Figure 3 describes the relative processing times for the various processing steps of our IR STAP application. This diagram shows that two bottlenecks that were common with earlier GPU implementations, namely CPU/GPU memory transfers and scatter/gather operations, have been overcome in our implementation. Prior to CUDA, GPUS were programmed with shader programming languages that required frequent CPU/GPU memory transfers and often limited the programmer's ability to perform scatter/gather operations. Using CUDA we were able to implement our application such that it requires few memory transfers and performs a gather step (detection gather) very rapidly. In our implementation the transfer and detection steps only take 7% and 1% of our overall processing time.



Figure 4 shows that GPU based matrix multiplication operations exhibit significant improvements to the power/performance ratio over both traditional CPU based architectures as well as to IBM Cell architectures.



Figure 4: GFLOPs per Watt for Multiplication on Various Architectures<sup>1</sup>

The performance and performance/power ratios of our various kernels will be discussed in greater detail in our presentation.

#### Conclusions

Many of the limitations that previously existed to GPU programming have been overcome with modern programming tools such as CUDA. With CUDA a wide variety of applications and types of parallelism can be exploited with excellent performance and little CPU/GPU transfer overhead.

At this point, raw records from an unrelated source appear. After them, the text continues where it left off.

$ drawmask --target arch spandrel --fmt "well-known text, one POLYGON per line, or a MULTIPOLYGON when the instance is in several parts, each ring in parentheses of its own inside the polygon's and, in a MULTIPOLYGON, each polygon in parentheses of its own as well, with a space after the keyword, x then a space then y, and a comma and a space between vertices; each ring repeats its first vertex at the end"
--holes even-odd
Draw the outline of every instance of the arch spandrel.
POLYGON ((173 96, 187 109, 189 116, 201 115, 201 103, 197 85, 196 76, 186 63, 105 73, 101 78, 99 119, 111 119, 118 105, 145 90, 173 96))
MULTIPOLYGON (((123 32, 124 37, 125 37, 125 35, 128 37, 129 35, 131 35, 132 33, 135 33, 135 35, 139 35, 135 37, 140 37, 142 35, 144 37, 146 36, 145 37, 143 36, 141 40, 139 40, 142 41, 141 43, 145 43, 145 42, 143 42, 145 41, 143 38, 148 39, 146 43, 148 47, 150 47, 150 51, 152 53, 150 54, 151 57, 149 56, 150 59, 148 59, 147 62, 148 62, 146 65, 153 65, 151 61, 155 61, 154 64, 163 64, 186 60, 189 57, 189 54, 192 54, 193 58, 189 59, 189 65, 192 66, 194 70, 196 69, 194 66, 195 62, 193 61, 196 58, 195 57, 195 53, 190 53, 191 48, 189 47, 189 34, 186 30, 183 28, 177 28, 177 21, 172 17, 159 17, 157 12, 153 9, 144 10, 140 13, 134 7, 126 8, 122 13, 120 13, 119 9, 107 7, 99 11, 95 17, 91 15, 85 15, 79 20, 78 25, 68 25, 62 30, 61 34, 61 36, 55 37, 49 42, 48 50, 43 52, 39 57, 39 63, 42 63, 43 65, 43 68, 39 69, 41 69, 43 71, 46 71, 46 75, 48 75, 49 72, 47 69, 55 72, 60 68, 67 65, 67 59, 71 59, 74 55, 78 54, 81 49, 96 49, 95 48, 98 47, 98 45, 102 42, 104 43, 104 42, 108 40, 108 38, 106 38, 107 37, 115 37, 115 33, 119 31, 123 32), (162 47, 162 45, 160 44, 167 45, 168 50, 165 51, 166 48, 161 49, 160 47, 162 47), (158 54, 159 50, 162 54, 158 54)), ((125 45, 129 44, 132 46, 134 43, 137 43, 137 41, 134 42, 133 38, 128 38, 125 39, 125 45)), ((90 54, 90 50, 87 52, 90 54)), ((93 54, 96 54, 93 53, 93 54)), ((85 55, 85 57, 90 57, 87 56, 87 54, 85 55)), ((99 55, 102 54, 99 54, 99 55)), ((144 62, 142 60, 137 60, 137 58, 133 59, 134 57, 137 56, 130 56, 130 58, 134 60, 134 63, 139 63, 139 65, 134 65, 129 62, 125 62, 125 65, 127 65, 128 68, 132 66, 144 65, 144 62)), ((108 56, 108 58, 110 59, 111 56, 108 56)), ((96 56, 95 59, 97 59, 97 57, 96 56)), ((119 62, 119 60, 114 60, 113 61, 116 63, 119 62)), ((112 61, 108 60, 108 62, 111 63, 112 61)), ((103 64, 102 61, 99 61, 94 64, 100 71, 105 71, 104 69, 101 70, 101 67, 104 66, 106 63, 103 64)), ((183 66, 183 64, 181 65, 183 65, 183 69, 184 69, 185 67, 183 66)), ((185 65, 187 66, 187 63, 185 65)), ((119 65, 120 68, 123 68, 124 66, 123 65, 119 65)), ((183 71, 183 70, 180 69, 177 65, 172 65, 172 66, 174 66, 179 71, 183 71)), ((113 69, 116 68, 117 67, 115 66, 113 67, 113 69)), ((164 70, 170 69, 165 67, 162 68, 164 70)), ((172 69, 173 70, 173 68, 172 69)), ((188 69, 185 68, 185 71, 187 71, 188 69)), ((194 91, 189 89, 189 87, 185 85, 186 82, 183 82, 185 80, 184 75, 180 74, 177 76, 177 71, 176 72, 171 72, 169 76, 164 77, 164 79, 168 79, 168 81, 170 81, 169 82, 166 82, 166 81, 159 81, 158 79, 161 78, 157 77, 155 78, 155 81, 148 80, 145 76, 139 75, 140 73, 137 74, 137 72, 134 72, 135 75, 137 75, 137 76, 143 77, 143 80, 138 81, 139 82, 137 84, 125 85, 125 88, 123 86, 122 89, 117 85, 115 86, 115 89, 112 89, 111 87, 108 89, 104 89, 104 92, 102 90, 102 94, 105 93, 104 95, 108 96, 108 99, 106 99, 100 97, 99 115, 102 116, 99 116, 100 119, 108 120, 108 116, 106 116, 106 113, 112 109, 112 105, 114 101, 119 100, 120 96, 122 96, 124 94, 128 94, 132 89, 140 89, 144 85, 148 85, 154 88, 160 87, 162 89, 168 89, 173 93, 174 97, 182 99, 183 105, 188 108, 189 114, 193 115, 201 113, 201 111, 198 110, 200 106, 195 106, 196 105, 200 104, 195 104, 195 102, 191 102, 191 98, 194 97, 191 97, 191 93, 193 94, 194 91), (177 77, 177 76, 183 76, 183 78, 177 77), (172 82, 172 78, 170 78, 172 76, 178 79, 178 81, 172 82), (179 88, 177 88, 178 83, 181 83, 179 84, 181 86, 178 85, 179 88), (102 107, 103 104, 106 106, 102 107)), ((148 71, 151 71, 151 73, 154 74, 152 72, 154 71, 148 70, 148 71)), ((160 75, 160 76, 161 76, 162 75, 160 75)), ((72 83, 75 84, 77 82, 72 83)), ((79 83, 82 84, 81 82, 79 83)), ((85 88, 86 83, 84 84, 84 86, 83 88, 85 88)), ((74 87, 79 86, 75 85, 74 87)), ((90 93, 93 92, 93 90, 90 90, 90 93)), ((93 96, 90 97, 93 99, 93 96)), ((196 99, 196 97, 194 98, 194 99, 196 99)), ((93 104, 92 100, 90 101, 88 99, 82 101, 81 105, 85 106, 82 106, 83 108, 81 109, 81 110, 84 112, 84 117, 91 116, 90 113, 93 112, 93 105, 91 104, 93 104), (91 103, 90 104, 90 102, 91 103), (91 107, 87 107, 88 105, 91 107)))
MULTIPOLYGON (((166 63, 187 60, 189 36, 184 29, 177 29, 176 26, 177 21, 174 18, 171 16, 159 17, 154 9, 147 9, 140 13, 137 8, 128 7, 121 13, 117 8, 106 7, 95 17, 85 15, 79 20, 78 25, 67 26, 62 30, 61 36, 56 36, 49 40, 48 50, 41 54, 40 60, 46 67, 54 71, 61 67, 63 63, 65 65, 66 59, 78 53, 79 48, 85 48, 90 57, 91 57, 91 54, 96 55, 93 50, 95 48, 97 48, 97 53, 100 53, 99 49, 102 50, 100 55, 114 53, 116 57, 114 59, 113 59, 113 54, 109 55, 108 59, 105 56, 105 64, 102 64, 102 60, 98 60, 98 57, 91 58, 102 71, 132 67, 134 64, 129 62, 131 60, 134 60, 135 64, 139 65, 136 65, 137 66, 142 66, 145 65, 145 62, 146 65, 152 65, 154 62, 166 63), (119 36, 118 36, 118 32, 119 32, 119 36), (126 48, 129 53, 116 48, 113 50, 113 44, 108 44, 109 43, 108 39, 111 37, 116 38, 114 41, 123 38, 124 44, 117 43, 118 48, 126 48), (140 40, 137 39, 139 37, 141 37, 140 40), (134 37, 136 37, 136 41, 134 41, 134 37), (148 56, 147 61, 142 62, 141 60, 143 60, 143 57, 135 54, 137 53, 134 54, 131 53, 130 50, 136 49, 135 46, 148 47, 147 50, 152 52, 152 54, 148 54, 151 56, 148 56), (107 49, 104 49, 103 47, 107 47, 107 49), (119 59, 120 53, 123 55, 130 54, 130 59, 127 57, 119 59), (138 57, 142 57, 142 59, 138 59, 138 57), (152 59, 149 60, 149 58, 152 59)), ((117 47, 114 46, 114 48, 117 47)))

In addition GPU's offer excellent performance/power ratios and the ability to scale power consumption up or down by using different GPU parts (mobile vs. desktop) which make them well suited for low power high performance applications.

With these improvements to development tools and their excellent power characteristics GPUs are becoming competitive with FPGA and DSP processors for DSP applications.

#### References

- [1] D. Healy, D. Braunreiter, J. Sillaci, D. Boe, J. Furtek, and X.Sun, "DARPA STAT BOY: Fast Hybrid QR-Cholesky Factorization and Tuning Techniques for STAP Algorithm Implementation on GPU Architectures", *HPEC* 2007 *Workshop*, Lexington, MA, September 2007
- [2] GPU Sgemm Implementation, Vasily Volkov, NVIDIA CUDA Forums, http://forums.nvidia.com/index.php?showtopic=47689
- [3] NVIDIA Corporation, "NVIDIA CUDA Compute Unified Device Architecture Programming Guide", Version 1.1, June 2007

<sup>1</sup> GPU matrix multiplication results generated with SGemm implementation by Vasily Volkov [2]

Figure 3: IR STAP execution profile.